Seguramente la piyoya fue el último vestigio viviente de un tiempo que mucho caspolinos solo llegamos a conocer por referencias. Un Caspe sepia, mal iluminado y austero, con calles embarradas, ricos, pobres y lentos carros tirados por caballerías. De ella se decían muchas cosas, que si en realidad era rica, que si era bruja, que si estaba loca, que si sus hijos no querían saber nada de ella. Podías verla en cualquier calle manejando torpemente su escoba. Sus ojos negros, sus largas vestimentas negras, sus alpargatas negras, sus manos negras, sus medias negras, su pañuelo negro. Seguramente tendría menos años de los que aparentaba.

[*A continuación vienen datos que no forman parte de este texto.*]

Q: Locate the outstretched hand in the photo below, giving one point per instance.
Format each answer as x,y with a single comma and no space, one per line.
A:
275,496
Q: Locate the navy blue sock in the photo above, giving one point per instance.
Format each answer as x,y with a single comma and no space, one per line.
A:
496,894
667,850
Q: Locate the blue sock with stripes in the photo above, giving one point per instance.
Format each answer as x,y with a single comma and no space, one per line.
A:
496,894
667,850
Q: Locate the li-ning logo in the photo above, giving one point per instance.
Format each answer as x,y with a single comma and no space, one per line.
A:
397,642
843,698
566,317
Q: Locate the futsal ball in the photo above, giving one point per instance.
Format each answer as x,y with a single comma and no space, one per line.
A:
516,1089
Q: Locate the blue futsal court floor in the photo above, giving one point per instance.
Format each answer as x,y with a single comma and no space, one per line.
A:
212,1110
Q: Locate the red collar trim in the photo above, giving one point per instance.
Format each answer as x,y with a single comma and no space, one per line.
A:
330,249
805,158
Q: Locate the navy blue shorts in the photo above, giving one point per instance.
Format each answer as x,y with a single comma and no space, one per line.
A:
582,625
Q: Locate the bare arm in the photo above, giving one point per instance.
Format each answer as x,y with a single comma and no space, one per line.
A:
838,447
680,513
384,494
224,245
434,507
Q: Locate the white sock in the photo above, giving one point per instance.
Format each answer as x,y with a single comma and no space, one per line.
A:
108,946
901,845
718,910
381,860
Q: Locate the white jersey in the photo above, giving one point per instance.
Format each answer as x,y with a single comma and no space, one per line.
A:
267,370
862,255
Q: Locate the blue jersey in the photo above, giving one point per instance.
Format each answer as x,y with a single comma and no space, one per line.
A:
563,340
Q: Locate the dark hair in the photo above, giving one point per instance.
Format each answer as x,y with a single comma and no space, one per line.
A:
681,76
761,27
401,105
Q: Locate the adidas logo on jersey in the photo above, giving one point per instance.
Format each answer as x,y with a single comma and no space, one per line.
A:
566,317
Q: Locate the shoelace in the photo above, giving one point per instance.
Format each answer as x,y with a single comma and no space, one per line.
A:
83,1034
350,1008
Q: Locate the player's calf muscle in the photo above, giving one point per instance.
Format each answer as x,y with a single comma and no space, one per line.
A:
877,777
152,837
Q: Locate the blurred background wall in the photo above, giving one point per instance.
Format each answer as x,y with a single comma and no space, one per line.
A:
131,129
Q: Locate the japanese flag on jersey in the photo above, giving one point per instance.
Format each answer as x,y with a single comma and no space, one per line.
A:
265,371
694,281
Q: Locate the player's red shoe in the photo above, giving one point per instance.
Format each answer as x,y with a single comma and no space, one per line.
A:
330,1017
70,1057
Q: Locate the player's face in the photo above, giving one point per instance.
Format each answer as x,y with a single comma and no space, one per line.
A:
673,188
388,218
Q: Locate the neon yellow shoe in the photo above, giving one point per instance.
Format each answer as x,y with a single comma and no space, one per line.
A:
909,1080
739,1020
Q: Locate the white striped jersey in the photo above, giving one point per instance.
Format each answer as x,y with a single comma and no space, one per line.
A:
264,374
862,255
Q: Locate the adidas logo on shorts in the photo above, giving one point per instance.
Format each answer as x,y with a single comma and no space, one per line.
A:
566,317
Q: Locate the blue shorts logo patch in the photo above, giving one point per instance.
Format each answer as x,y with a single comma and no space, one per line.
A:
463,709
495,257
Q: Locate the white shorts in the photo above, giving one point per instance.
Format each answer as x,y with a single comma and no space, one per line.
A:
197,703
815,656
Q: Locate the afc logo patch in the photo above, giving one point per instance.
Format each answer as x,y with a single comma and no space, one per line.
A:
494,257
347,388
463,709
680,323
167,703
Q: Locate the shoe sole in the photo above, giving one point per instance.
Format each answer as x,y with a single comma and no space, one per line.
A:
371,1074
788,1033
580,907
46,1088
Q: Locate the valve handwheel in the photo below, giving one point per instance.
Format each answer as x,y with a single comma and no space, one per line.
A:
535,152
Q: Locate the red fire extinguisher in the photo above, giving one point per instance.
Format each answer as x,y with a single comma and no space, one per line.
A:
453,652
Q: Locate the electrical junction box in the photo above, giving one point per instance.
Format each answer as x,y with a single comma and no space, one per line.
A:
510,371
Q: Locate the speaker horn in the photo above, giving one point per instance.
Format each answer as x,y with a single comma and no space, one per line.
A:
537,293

Más que respeto, los niños le teníamos autentico miedo. Huíamos de ella, la zaheríamos continuamente, escapábamos, veloces, riendo como hienas histéricas,cuando hacía ademán de golpearnos con el tosco mango de su escoba. Nos divertían sus insultos y nos aterrorizaba su presencia en las calles. Muy a su pesar, se convirtió en alguien famoso.
La piyoya encajaba en el arquetipo de las pinturas negras de Goya; en la iconografía típica de los ciegos, lazarillos, pícaros y celestinas de la tradición literaria española; en la galería de tópicos cinematográficos de la factoría Disney. Caspe ya no era tan sepia y austero como para asimilar aquella presencia llegada de un pasado que creíamos haber superado definitivamente.
Recuerdo la que creo que fue su última morada, muy cerca de la calle Mayor, al final del callejón de los Mártires. Hoy la casa ha sido derribada y apenas quedan unas piedras en pie. Pocos serán los que recuerden quien vivía allí. Pocos serán los que recuerden quien era la piyoya.